Desert Mountain Tribe (Photo: Jo Wells)

An exclusive debut for the ear-blowing opener to Desert Mountain Tribe’s new album, Californian outsider electronica and some nomadic blues all feature in Getintothis’ Patrick Clarke‘s weekly new music column.

The first of this week’s Unknown Pleasures is an exclusive. Fancy that. And what an exclusive, the ferocious, bristling, psych-rock mugging of an opener that is the first track from Desert Mountain Tribe‘s debut album Either That Or The Moon, out tomorrow.

A hungry, ferocious seven minutes of hyperdriven rock ‘n’ roll, the track, Feel The Light, is a monolith of formidable noise, guitars squalling to the edge of chaos while athletic drums pump with abandon, vocal howls skating above the cacophony to grab you by the throat. After an opening assault the Croydon trio descend into a deafening sludge rock freakout that must simply be heard to be believed.

The track streams exclusively with this column just below, while in our regular weekly playlist at the very end is the similarly savage Runaway. The rest of the album, mark my words, has all the same knife-edge ferocity.

The two tracks posted this week by Californian artist Robbie Hansen under pseudonym Vitamin Wig C, meanwhile, are a headfuck of entirely different proportions, an atypically charming pair of lo-fi freakouts cut from a forthcoming full length release.

The first, Get Off My Train is a brief, lo-fi sojourn of weird, disjointed jabs of woozy synth, metronomic beats and vocals jabs resting somewhere between Zappa and Ariel Pink at their most madcap, while the more substantial Thieving scatters disparate samples about a wonky instrumental that jumps from one delightfully off-centre groove to another.
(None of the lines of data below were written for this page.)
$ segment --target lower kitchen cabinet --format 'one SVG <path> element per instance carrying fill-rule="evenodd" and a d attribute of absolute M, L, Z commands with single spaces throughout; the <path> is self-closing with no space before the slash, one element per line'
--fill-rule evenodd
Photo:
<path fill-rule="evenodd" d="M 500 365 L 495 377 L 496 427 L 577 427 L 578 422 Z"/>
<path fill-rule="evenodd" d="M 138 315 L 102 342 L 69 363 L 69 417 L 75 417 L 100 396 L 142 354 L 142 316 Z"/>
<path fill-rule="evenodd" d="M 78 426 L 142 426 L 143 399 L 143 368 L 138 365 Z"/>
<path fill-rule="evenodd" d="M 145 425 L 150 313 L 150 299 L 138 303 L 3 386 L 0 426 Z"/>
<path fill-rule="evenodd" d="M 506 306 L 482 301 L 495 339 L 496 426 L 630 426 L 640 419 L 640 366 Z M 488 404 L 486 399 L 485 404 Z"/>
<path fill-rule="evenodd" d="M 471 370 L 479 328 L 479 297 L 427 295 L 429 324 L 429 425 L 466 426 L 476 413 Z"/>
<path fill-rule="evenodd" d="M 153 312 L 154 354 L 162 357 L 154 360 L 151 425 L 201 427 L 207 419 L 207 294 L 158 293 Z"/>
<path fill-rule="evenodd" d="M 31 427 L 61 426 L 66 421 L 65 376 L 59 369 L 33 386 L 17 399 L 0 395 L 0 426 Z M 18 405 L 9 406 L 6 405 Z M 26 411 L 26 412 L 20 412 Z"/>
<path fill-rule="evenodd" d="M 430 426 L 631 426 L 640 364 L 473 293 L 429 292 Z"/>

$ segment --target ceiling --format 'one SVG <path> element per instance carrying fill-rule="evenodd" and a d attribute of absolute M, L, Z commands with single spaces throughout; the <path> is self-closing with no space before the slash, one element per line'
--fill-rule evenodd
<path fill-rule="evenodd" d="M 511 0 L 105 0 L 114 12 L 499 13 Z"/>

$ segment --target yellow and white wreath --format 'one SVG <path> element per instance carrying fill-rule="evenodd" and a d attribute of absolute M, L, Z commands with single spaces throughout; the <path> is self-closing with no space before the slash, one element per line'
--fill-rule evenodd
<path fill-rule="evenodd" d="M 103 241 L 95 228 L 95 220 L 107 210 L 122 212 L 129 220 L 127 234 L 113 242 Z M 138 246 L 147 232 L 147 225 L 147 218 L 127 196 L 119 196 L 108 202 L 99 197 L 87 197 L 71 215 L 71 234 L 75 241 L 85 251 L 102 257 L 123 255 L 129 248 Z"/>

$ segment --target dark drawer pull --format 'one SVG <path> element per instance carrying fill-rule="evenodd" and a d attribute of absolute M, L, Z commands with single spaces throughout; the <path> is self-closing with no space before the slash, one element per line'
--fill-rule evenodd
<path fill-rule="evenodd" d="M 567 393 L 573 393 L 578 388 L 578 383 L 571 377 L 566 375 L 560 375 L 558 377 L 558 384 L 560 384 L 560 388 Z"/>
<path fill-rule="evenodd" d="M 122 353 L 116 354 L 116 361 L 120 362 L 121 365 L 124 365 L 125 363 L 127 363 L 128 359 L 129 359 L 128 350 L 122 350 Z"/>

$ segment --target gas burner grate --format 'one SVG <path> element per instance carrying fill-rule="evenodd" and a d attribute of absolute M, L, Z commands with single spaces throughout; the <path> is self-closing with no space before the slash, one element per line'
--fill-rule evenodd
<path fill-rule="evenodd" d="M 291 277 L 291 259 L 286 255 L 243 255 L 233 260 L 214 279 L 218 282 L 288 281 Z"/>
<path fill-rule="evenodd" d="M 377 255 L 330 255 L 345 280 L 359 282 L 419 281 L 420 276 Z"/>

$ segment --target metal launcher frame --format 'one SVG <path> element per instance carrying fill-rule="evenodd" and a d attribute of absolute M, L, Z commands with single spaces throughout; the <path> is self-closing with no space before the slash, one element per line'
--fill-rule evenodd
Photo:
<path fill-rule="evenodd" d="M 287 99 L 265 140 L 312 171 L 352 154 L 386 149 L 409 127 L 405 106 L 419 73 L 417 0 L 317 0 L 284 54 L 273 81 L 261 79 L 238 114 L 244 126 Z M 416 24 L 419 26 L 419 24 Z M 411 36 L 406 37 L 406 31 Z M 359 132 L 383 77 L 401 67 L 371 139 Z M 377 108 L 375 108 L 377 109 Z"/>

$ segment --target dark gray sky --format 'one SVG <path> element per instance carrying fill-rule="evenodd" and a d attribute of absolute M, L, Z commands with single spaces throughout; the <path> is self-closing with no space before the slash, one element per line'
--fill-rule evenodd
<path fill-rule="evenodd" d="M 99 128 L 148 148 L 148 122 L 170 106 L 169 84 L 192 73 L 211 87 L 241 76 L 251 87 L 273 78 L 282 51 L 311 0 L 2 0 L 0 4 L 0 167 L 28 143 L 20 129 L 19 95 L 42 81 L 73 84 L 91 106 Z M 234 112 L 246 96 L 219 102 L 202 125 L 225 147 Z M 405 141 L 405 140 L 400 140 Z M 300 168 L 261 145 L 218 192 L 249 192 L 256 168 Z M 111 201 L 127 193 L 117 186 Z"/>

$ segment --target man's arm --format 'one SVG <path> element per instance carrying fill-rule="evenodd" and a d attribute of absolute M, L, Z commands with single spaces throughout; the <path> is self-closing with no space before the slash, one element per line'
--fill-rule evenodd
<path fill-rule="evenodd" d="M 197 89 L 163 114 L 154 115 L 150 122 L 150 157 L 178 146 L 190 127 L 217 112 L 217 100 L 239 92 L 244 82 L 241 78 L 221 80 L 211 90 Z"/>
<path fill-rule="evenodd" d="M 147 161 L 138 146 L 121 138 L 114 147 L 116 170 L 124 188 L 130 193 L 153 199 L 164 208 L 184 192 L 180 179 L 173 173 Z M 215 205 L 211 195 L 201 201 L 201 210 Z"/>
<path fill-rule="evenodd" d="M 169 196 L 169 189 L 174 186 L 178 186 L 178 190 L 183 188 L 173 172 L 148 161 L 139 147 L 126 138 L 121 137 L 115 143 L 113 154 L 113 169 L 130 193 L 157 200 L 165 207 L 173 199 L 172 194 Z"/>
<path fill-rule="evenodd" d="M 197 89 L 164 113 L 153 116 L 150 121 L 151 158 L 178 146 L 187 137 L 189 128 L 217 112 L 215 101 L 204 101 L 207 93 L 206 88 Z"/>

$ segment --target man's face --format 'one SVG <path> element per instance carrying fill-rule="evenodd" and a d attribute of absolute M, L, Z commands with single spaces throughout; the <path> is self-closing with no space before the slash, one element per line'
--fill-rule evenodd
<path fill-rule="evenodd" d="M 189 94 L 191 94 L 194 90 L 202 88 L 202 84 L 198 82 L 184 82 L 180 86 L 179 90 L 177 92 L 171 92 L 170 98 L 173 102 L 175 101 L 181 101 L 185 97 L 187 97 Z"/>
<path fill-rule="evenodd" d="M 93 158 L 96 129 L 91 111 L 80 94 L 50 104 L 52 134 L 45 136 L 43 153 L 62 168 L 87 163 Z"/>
We’re on firmer ground, finally, with nomadic singer-songwriter Mara Simpson‘s new single Keep Holding On, cut from her upcoming album Our Good Sides, out this May. Rooted in a tradition of superior blues and folk, the track simmers with baleful attitude without ever overdoing it, Simpson‘s rich, sonorous vocal poised with ease atop a swelling, dauntless instrumental.